General – India
- NIRF (Overall) (2023): 151–200
- NIRF (Universities) (2023): 101-150

Dental – India
- NIRF (2024): 13

= Meenakshi Academy of Higher Education and Research =

Private deemed-to-be-university in Tamil Nadu, India

The Meenakshi Academy of Higher Education and Research (MAHER), commonly referred to as Meenakshi University, is a private deemed-to-be-university for mainly medical science in Chennai, Tamil Nadu, India.

==History==

Meenakshi University was created in the year 1983 by the Ministry of Human Resource Development and received approval of the University Grants Commission.

The chancellor is Thiru A.N. Radhakrishnan and the vice-chancellor is T. Gunasagaran.

==Affiliates==
Meenakshi University includes Meenakshi Medical College and Research Institute (in Enathur, Kanchipuram); Meenakshi Ammal Dental College in Maduravoyal, Chennai; Meenakshi Engineering College in K. K. Nagar, and Meenakshi College of Nursing in Mangadu, Faculty of Engineering and Technology Mangadu, Chennai.

==Academics==
The university awards the following undergraduate degrees: Bachelor of Medicine, Bachelor of Surgery, Bachelor of Dental Surgery, Bachelor of Science (Nursing), and Bachelor of Physiotherapy and Bachelor of Engineering.

It awards the following postgraduate degrees: Master of Medical Education, Master of Science, Master of Dental Surgery, Master of Science (Nursing), Master of Physiotherapy and Bachelor in Engineering. It also offers specialty courses leading to a doctorate in medicine or master's in chirurgical, as well as PhD programs.

=== Rankings===

Meenakshi Academy of Higher Education and Research was ranked in the 101-150 band among universities in India by the National Institutional Ranking Framework (NIRF) in 2023 and in the 151-200 band in overall category. It was ranked 13th in NIRF dental ranking 2024.

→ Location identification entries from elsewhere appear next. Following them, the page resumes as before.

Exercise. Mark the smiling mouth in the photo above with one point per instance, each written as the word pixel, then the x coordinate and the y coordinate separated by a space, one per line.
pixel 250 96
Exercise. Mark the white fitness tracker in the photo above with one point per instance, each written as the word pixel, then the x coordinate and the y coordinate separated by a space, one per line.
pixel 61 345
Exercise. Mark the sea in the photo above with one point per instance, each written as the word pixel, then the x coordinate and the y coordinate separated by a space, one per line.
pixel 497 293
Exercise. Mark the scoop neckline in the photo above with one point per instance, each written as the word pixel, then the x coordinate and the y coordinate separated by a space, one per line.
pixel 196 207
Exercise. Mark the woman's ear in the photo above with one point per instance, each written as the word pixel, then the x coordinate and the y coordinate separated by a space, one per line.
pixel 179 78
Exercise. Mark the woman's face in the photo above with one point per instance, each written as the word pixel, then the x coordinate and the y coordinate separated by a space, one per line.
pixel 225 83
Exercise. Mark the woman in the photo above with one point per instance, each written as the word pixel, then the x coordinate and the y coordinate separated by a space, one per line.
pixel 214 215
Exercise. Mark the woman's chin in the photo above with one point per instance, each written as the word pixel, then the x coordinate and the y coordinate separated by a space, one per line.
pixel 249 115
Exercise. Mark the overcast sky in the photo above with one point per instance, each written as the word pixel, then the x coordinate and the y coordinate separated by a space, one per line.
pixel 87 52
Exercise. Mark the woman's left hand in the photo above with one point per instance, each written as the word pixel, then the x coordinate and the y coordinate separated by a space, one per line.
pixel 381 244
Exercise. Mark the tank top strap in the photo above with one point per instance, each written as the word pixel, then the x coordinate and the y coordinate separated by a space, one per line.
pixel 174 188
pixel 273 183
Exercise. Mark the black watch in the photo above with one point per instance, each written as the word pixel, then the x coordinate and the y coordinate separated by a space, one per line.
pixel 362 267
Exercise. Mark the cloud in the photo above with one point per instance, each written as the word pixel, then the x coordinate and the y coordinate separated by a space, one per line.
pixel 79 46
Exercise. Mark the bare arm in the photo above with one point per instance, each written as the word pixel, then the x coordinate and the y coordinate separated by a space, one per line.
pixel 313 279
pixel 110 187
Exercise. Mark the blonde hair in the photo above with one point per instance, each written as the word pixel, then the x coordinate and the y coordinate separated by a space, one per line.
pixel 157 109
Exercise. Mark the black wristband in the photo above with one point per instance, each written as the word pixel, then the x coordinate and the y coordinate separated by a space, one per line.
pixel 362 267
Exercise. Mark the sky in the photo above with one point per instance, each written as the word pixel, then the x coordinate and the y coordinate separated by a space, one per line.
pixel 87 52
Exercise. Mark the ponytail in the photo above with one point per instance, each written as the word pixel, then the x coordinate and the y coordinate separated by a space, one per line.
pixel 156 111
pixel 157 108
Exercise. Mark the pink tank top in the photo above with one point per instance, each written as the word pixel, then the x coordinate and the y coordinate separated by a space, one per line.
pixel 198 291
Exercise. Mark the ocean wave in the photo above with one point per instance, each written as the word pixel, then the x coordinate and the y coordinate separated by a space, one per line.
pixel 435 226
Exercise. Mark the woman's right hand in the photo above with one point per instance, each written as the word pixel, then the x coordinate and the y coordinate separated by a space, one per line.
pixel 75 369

== Constituent Institutions ==

=== Meenakshi College of Engineering, K.K. Nagar ===
Meenakshi College of Engineering (MCE), established in 2001 by the Meenakshi Ammal Trust, is a constituent institution of the Meenakshi Academy of Higher Education and Research (MAHER) located in K.K. Nagar, Chennai, Tamil Nadu, India.

The college is approved by the All India Council for Technical Education (AICTE) and affiliated with Anna University, Chennai.

MCE offers undergraduate (B.E./B.Tech) and postgraduate (M.E./M.Tech) programmes in disciplines such as Computer Science and Engineering, Electronics and Communication Engineering, Electrical and Electronics Engineering, Civil Engineering, and Mechanical Engineering.

The institution maintains modern academic infrastructure with well-equipped laboratories, digital learning resources, and placement training facilities. Several programmes have received accreditation from NAAC and NBA.

MCE is part of the educational network managed by the Meenakshi Ammal Trust, which also oversees Meenakshi Ammal Arts and Science College and Meenakshi Ammal Industrial Training Institute.